Supporting gene regulation models for EDMD, emerin binds directly to BAF and two other transcription repressors, germ cell-less (GCL; Holaska et al. 2003) and Btf (Haraguchi et al. 2004) as well as an mRNA-splicing factor named YT521-B (Wilkinson et al. 2003). Interestingly, GCL and LAP2β, a LEM-domain protein closely related to emerin, comediate transcription repression in vivo (Nili et al. 2001). On the other hand, emerin also has a growing number of structural or anchoring partners, including a spectrin-repeat (SR) membrane protein named nesprin-1α (Mislow et al. 2002a, 2002b), lamins A and C (Clements et al. 2000; Lee et al. 2001; Sakaki et al. 2001), and lamin B (Dreger et al. 2002). Lamins form type-V intermediate filaments that are critical for the integrity of the nucleus and confer unique elasticity and incompressibility properties to the nuclear envelope (Dahl et al. 2004). Nuclear morphology and lamina architecture are disrupted in a fraction of cells that express disease-causing missense mutations in A-type lamins (Östlund and Worman 2003). However, the line between gene expression and mechanical models for disease has become blurred. For example, the subnuclear localization of Rb, a transcription and cell-fate regulator, depends on both LAP2α and lamin A, since Rb is mislocalized in cells that either lack A-type lamins (Johnson et al. 2004) or express disease-causing lamin-A mutations (Markiewicz et al. 2002). A second putative anchoring partner for emerin is nesprin-1α, an integral nuclear inner-membrane protein with seven SR domains (Zhang et al. 2001; Mislow et al. 2002b). Each SR domain consists of approximately 100 residues and folds into a tightly packed triple α-helical structure (Bennett and Baines 2001). Tandem SR domains, as seen in nesprin-1α, form a rigid, elongated tertiary structure (Djinovic-Carugo et al. 2002). More important, SR domains provide binding sites for other proteins, the specificity of which is determined by exposed residues (Bennett and Baines 2001). SR domains 1–7 (and particularly domains 1–5) of nesprin-1α mediate high-affinity binding to emerin (Mislow et al. 2002a). Interestingly, SR domains 5–7 of nesprin-1α bind directly to lamin A in vitro, suggesting that nesprin-1α, lamin A, and emerin might form stable tertiary complexes. Such complexes have the potential to stabilize lamin filaments at the nuclear envelope, in addition to anchoring and spacing emerin.

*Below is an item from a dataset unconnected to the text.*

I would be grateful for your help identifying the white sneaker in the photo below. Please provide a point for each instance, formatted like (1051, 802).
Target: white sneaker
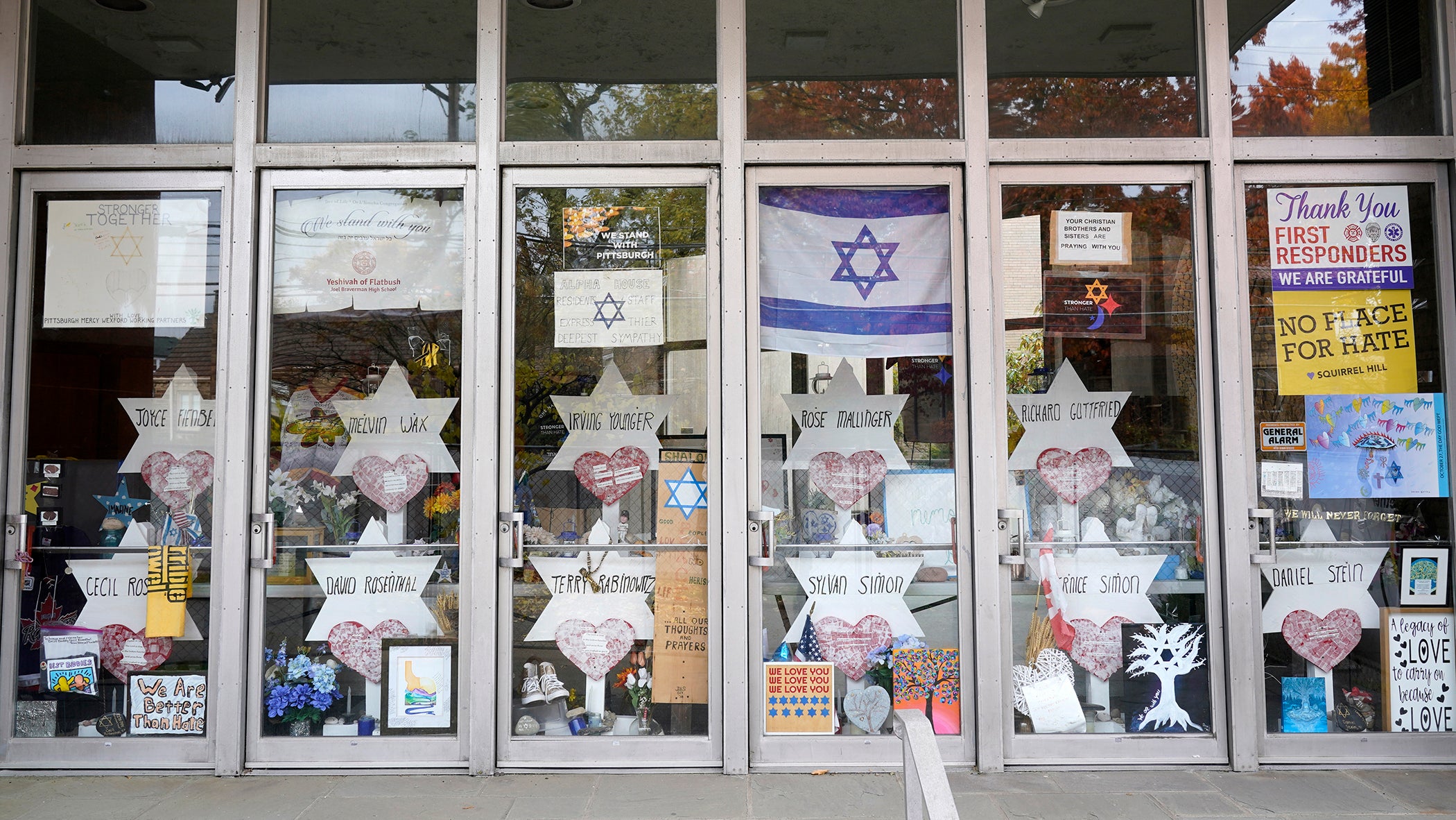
(551, 683)
(532, 686)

Notably, both emerin and lamin A also bind G-actin in vitro (Sasseville and Langelier 1998; Fairley et al. 1999). Actin binds two regions in the lamin-A tail (Zastrow et al. 2004). Both α- and β-actin bind emerin in vitro, and emerin coimmunoprecipitates with actin from cell lysates (Fairley et al. 1999; Lattanzi et al. 2003). The significance of these findings was unclear, in part because nuclear actin has been both documented and debated for over 35 y (Pederson and Aebi 2002). However there is a growing consensus that nuclear actin is no artifact (Pederson and Aebi 2002; Bettinger et al. 2004). Both α- and β-actin have been shown, definitively, to reside in the nucleus (Scheer et al. 1984; Gonsior et al. 1999; Olave et al. 2002; Lattanzi et al. 2003) and to form short filaments in the nucleus (Clark and Rosenbaum 1979). Actin and actin-related proteins (Arps) are required for chromatin remodeling and transcription (Olave et al. 2002; Percipalle et al. 2003). Also interesting is that polymerase II–dependent mRNA transcription requires a nuclear-specific myosin I motor (nuclear myosin I; Nowak et al. 1997; Pestic-Dragovich et al. 2000). Thus, actin probably has a variety of roles in the nucleus.
To test the hypothesis that emerin forms multiprotein complexes in vivo, we affinity-purified emerin-binding proteins from nuclear extracts of HeLa cells. We identified actin itself plus several actin-binding proteins as bona fide emerin-associated proteins, and we further discovered that emerin stimulates actin polymerization in vitro by binding and stabilizing the pointed end of growing filaments. These results suggest that emerin contributes to the formation of an actin cortical network at the nuclear inner membrane.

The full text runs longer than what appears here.